Historic Moment for Health Reform
Winston Churchill once declared that, “Americans will always do the right thing…after they’ve exhausted all the alternatives.” Today we are on the verge of doing the right thing when it comes to comprehensive health care reform, the “holy grail of progressive policy,” said Karen Davenport, Director of Health Policy at the Center for American Progress, at a CAP event yesterday.
The event, “Change in Turbulent Times,” featured presidential historian and author Robert Dallek and Chris Jennings, president of Jennings Policy Strategies, and coincided with the release of a report, “The Economic Imperative for Health Reform,” by James Kvaal of CAP.
“Does Obama have a chance for major reform? Decidedly so,” said Dallek. The current economic crisis mirrors the dire circumstances that faced both Franklin Roosevelt and Lyndon Johnson when they passed similarly historic domestic programs. Those two presidents represented “paradigm shifts” in the change they achieved, and Obama is likely to be successful if he learns from their achievements.
Dallek offered Obama advice drawn from the previous pivotal moments of great change. First, Obama must focus on “creating a consensus for the change” that he seeks in health care. This is not just consensus in Washington, but shared goals for all Americans. Lyndon Johnson billed his Great Society, for example, as “not simply a poverty program, but a change that benefits all Americans,” according to Dallek. Franklin Roosevelt used the bully pulpit of the presidency to “create shared goals” that ultimately helped the public to accept and support the New Deal.
To be sure, Obama will face opposition and challenges. Dallek also cautioned that the administration should take action quickly, as war abroad, or quick escalation in Afghanistan, could dampen the prospect for comprehensive health care reform.
Jennings was also optimistic about the prospects for comprehensive reform, noting that there is an increasing understanding that comprehensive reform may be even more viable than incremental reforms. This was one of his nine reasons that health care reform is possible in 2009. These reasons developed out of Jennings’ experience with the factors that contributed to the failure of comprehensive health reform in 1993-94.

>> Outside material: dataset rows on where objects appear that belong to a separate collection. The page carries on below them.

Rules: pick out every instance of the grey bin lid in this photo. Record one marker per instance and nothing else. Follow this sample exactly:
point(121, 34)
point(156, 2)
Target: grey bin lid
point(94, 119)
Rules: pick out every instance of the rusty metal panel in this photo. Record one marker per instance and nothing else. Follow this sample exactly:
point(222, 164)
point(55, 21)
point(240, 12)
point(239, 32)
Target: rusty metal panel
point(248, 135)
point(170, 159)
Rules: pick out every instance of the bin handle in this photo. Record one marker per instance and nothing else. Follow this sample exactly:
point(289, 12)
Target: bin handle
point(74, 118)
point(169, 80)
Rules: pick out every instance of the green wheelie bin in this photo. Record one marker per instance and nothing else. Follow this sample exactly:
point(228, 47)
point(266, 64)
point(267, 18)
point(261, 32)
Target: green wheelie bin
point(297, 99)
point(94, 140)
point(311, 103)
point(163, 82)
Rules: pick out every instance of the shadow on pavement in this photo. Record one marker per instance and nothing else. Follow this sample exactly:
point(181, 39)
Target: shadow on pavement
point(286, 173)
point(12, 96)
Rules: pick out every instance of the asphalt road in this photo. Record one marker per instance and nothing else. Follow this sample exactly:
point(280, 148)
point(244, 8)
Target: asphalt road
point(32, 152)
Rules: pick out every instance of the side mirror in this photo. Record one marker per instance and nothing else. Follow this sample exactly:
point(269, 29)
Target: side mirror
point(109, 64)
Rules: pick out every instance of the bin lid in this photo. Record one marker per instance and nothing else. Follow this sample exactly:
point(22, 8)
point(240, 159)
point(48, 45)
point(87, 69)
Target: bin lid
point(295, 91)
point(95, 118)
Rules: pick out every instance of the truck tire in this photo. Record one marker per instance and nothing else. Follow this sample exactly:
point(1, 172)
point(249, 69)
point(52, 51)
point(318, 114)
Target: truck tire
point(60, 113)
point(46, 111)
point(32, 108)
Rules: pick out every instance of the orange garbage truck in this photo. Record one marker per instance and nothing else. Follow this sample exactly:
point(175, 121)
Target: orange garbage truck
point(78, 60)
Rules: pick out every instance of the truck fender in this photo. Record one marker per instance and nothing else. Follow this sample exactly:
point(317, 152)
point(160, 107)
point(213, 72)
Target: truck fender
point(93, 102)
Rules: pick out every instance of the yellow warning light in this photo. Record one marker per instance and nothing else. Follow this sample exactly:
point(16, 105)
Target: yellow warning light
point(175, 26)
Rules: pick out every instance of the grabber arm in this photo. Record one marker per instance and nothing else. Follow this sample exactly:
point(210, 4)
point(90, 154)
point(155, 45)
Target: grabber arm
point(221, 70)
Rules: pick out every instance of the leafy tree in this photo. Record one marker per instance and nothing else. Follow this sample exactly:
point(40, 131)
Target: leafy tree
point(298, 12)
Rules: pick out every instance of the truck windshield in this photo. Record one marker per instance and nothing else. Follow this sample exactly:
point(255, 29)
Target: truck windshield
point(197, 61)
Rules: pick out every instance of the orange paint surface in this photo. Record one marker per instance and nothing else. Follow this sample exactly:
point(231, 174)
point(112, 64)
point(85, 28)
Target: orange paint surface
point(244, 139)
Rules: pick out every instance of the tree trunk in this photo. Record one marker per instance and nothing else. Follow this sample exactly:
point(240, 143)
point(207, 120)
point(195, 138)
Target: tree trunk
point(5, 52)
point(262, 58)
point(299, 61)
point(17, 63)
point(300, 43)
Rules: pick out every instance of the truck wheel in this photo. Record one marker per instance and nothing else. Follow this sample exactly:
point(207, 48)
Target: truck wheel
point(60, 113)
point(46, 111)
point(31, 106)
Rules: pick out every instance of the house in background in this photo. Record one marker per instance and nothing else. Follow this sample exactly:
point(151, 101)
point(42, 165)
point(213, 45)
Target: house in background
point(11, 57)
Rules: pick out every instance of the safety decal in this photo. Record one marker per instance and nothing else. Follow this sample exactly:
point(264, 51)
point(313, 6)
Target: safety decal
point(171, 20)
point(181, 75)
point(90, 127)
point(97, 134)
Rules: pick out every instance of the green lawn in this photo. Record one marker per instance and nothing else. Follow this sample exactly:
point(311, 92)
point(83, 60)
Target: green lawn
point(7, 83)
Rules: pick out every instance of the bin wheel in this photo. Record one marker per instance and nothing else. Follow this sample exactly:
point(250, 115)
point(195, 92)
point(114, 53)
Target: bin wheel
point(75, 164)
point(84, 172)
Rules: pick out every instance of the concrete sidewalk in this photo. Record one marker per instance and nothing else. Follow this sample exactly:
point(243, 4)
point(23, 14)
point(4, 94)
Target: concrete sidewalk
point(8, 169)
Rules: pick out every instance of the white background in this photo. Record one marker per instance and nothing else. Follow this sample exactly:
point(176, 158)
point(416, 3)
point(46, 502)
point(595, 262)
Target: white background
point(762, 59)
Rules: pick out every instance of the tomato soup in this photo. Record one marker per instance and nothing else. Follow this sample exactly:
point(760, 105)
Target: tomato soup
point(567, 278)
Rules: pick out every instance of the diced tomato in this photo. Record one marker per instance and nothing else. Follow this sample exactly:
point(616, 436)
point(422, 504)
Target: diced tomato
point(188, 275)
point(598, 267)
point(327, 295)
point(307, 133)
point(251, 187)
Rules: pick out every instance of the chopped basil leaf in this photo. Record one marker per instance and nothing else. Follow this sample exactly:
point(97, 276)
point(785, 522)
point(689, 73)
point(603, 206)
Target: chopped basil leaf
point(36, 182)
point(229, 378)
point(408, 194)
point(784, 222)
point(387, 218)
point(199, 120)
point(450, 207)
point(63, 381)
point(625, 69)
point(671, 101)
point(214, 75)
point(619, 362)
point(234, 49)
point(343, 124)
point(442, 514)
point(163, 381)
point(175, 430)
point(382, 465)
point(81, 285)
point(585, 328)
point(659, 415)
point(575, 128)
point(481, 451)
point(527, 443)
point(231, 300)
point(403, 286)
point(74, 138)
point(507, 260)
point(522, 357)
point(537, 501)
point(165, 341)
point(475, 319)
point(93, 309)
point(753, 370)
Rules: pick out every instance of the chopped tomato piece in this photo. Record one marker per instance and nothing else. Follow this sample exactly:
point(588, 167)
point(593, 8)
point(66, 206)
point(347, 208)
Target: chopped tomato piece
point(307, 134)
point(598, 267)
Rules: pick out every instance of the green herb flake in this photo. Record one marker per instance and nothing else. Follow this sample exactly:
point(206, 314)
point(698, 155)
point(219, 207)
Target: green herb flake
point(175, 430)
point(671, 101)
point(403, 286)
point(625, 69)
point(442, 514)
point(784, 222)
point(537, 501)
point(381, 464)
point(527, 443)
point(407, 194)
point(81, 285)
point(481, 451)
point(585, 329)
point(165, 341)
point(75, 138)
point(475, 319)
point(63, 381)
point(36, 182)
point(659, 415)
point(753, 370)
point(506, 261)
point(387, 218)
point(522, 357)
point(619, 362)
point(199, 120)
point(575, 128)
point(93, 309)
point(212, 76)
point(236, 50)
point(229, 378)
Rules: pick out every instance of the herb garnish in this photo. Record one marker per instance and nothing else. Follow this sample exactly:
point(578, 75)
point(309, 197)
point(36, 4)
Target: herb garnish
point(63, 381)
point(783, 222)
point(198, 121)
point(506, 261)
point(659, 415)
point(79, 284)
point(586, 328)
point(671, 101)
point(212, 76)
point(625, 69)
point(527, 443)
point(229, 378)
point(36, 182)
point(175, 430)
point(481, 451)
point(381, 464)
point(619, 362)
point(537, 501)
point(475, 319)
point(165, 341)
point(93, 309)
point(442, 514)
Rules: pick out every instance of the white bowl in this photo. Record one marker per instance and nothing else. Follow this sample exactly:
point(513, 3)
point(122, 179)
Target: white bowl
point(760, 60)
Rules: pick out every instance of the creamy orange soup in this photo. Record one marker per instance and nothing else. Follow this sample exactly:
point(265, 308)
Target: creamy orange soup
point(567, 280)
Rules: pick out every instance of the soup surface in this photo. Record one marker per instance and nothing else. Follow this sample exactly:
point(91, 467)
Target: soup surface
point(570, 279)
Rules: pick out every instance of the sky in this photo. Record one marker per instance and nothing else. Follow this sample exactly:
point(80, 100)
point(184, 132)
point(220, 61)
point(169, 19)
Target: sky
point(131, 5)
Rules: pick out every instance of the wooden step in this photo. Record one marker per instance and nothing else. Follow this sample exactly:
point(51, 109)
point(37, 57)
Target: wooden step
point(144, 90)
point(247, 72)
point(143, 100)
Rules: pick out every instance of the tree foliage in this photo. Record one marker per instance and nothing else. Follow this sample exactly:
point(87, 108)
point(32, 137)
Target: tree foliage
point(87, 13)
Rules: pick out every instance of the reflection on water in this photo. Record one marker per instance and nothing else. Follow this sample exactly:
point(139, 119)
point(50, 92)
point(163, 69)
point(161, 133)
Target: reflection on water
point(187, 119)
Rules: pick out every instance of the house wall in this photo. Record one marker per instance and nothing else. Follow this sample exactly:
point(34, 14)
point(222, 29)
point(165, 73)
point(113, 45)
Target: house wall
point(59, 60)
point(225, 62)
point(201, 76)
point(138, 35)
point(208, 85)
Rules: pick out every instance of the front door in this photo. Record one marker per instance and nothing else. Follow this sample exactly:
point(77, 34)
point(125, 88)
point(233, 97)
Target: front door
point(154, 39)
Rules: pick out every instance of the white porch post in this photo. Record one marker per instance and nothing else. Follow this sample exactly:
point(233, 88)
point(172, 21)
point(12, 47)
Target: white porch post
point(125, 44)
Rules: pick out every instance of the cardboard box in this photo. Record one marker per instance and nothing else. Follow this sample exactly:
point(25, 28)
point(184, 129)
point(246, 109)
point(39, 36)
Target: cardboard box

The economic crisis is one driving force that “opens the floor to broader debate,” said Jennings. Leading economists agree that taming the health care system is necessary for economic renewal. Polls show that affordable health care is a leading economic concern for many Americans. And businesses, both large and small, are aggressively pushing for health care today.
The other reasons that the country is currently primed for reform are more political. Strong bipartisan support exists today in both houses of Congress—support that didn’t exist in 1994. Special interest groups—drug companies and insurance plans in addition to consumers and other stakeholders—are also ready and willing to engage in the reform process.
Policies that provoked political objections have been removed from most proposals, as a result of lessons learned 14 years ago. That’s one reason that Obama’s proposal allows insured Americans to keep their coverage instead of switching, if they choose. Americans want to see change, Jennings said, but they also “don’t want to lose what they have until they see what the alternative is.”
The debate about how to control escalating costs has also shifted since 1994. Then, the focus was on cost containment measures. In the past several years, there has been a growing recognition that greater quality and value in care are the measures that will ultimately control costs. One study found that one-third of health care spending does not improve outcomes. That’s about $700 billion each year. There is also widespread acknowledgement today that coverage for the uninsured and underinsured is necessary as a precondition to achieve affordable and accessible care for all Americans.
All of these factors provide us with a window of opportunity for comprehensive health reform. To capture the historic moment, the president-elect must appeal “not just to special interests, but the national well-being,” said Dallek. Obama should “maintain a vision and broad goals, but also have the flexibility” to achieve them.
As Jennings noted, if health reform is to succeed, it “can’t be an Obama health care plan, can’t be anyone’s health care plan. It has to be America’s health care plan.”